Here we have Config struct which manages different key-value pairs from our config.json file. Also, we have the function readConfig(path string) which takes the path of the config.json and parses the JSON from the file.

Next, we create the Bot struct, which is used to manage the different functionalities of the twitter pinbot.  

// Bot is a twitter bot which reads a user's timeline
// and performs actions on IPFS Cluster if the tweets
// match, i.e. a tweet with: "@botHandle !pin <cid> <name>"
// will pin something. The users with pin permissions are
// those who follow the bot. Retweets by users who follow
// the bot should also work. The bot will answer
// the tweet with a result.
type Bot struct {
	ctx    context.Context
	cancel context.CancelFunc

	name          string
	id            string
	twClient      *twitter.Client
	clusterClient client.Client

	followedBy sync.Map

	die chan struct{}
}

You will also have to import these 2 modules:

import (
	"github.com/dghubble/go-twitter/twitter"
	"github.com/ipfs/ipfs-cluster/api/rest/client"
)

Now, let's add the function to create a Bot.

import (
	"github.com/multiformats/go-multiaddr"
    "github.com/dghubble/oauth1"
)

// New creates a new Bot with the Config.
func New(cfg *Config) (*Bot, error) {
	ctx, cancel := context.WithCancel(context.Background())

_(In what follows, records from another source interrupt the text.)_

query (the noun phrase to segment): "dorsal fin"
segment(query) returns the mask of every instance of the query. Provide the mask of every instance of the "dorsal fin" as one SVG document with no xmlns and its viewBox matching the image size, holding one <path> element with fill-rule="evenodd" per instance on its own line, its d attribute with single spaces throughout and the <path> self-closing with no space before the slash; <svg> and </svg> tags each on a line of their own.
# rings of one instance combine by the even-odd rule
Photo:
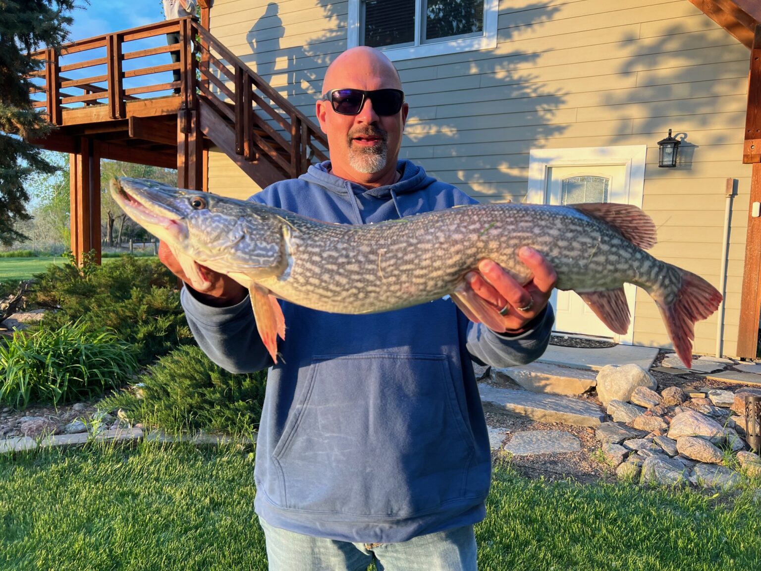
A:
<svg viewBox="0 0 761 571">
<path fill-rule="evenodd" d="M 584 203 L 568 206 L 612 226 L 622 236 L 641 248 L 648 250 L 658 242 L 655 223 L 650 216 L 631 204 Z"/>
</svg>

	// Creating Twitter client
	ocfg := oauth1.NewConfig(cfg.ConsumerKey, cfg.ConsumerSecret)
	token := oauth1.NewToken(cfg.AccessKey, cfg.AccessSecret)
	httpClient := ocfg.Client(ctx, token)
	twClient := twitter.NewClient(httpClient)

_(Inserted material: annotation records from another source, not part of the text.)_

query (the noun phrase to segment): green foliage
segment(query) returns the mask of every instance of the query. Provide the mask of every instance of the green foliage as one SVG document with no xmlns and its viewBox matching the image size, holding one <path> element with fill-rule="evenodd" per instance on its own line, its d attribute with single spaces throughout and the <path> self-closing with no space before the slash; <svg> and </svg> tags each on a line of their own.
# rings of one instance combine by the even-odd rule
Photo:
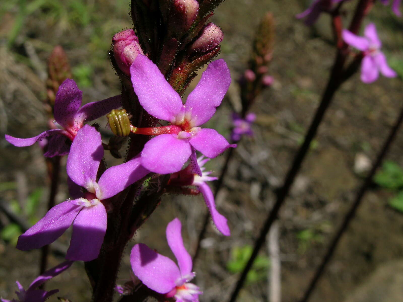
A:
<svg viewBox="0 0 403 302">
<path fill-rule="evenodd" d="M 241 272 L 252 254 L 253 250 L 253 247 L 250 245 L 233 248 L 231 251 L 231 260 L 226 264 L 227 269 L 233 273 Z M 264 279 L 266 277 L 267 268 L 270 265 L 270 261 L 268 257 L 258 256 L 246 277 L 247 281 L 251 283 Z"/>
<path fill-rule="evenodd" d="M 393 209 L 403 213 L 403 190 L 389 200 L 388 204 Z"/>
<path fill-rule="evenodd" d="M 92 85 L 91 81 L 92 68 L 91 66 L 83 64 L 79 65 L 74 67 L 72 72 L 79 87 L 89 87 Z"/>
<path fill-rule="evenodd" d="M 403 188 L 403 169 L 394 161 L 385 161 L 382 170 L 374 177 L 374 181 L 388 189 L 401 188 Z"/>
</svg>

	// Creating IPFS Cluster client
	peerAddr, err := multiaddr.NewMultiaddr(cfg.ClusterPeerAddr)
	if err != nil {
		cancel()
		return nil, err
	}
	clusterClient, err := client.NewDefaultClient(&client.Config{
		APIAddr:  peerAddr,
		Username: cfg.ClusterUsername,
		Password: cfg.ClusterPassword,
		LogLevel: "info",
	})

	if err != nil {
		cancel()
		return nil, err
	}

	//Creating Bot Object
	bot := &Bot{
		ctx:           ctx,
		cancel:        cancel,
		twClient:      twClient,
		clusterClient: clusterClient,
		name:          cfg.TwitterName,
		id:            cfg.TwitterID,
		die:           make(chan struct{}, 1),
	}

	bot.fetchFollowers()
	go bot.watchFollowers()
	go bot.watchTweets()
	return bot, nil
}

Here we first create twClient which interacts with the twitter APIs. Also, we create clusterClient which interacts with our IPFS Cluster Setup. Then, using these 2, we create our Bot object.

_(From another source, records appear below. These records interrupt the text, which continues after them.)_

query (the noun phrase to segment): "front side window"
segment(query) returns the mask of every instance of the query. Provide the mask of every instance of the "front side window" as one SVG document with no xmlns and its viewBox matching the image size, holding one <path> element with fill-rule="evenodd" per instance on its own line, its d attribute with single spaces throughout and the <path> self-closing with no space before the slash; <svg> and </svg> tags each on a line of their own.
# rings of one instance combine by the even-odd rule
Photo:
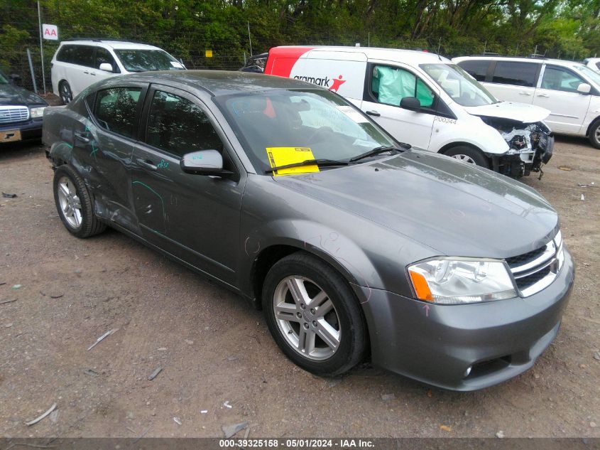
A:
<svg viewBox="0 0 600 450">
<path fill-rule="evenodd" d="M 199 150 L 223 151 L 208 117 L 195 103 L 156 91 L 148 117 L 147 144 L 178 156 Z"/>
<path fill-rule="evenodd" d="M 477 81 L 485 81 L 489 64 L 489 60 L 467 60 L 458 65 Z"/>
<path fill-rule="evenodd" d="M 371 92 L 378 103 L 400 106 L 405 97 L 415 97 L 424 108 L 433 105 L 433 92 L 412 72 L 387 65 L 375 65 Z"/>
<path fill-rule="evenodd" d="M 114 52 L 128 72 L 181 70 L 185 68 L 179 61 L 162 50 L 115 50 Z"/>
<path fill-rule="evenodd" d="M 99 91 L 94 115 L 100 126 L 113 133 L 136 139 L 141 92 L 141 87 L 113 87 Z"/>
<path fill-rule="evenodd" d="M 479 82 L 454 64 L 422 64 L 420 68 L 452 99 L 462 106 L 482 106 L 498 102 Z"/>
<path fill-rule="evenodd" d="M 583 82 L 585 82 L 570 70 L 547 65 L 540 87 L 565 92 L 577 92 L 577 87 Z"/>
<path fill-rule="evenodd" d="M 498 61 L 491 82 L 533 87 L 535 85 L 535 75 L 539 65 L 535 63 Z"/>
<path fill-rule="evenodd" d="M 347 161 L 391 137 L 342 97 L 321 90 L 273 90 L 217 97 L 254 166 L 271 166 L 267 149 L 305 148 L 316 159 Z"/>
</svg>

At last, we have 3 methods:

  • fetchFollowers(): This method is used to fetch the list of bot followers, so that we can track their tweets, and respond accordingly.
  • watchFollowers(): This goroutine is used to watch the list of bot followers every 60 seconds. In case, somebody follows the bot, the list will be updated within 60 minutes, after which we will start filtering the tweets of the recent follower.
  • watchTweets(): This goroutine is used to watch & filter the tweets who mention our @botHandle.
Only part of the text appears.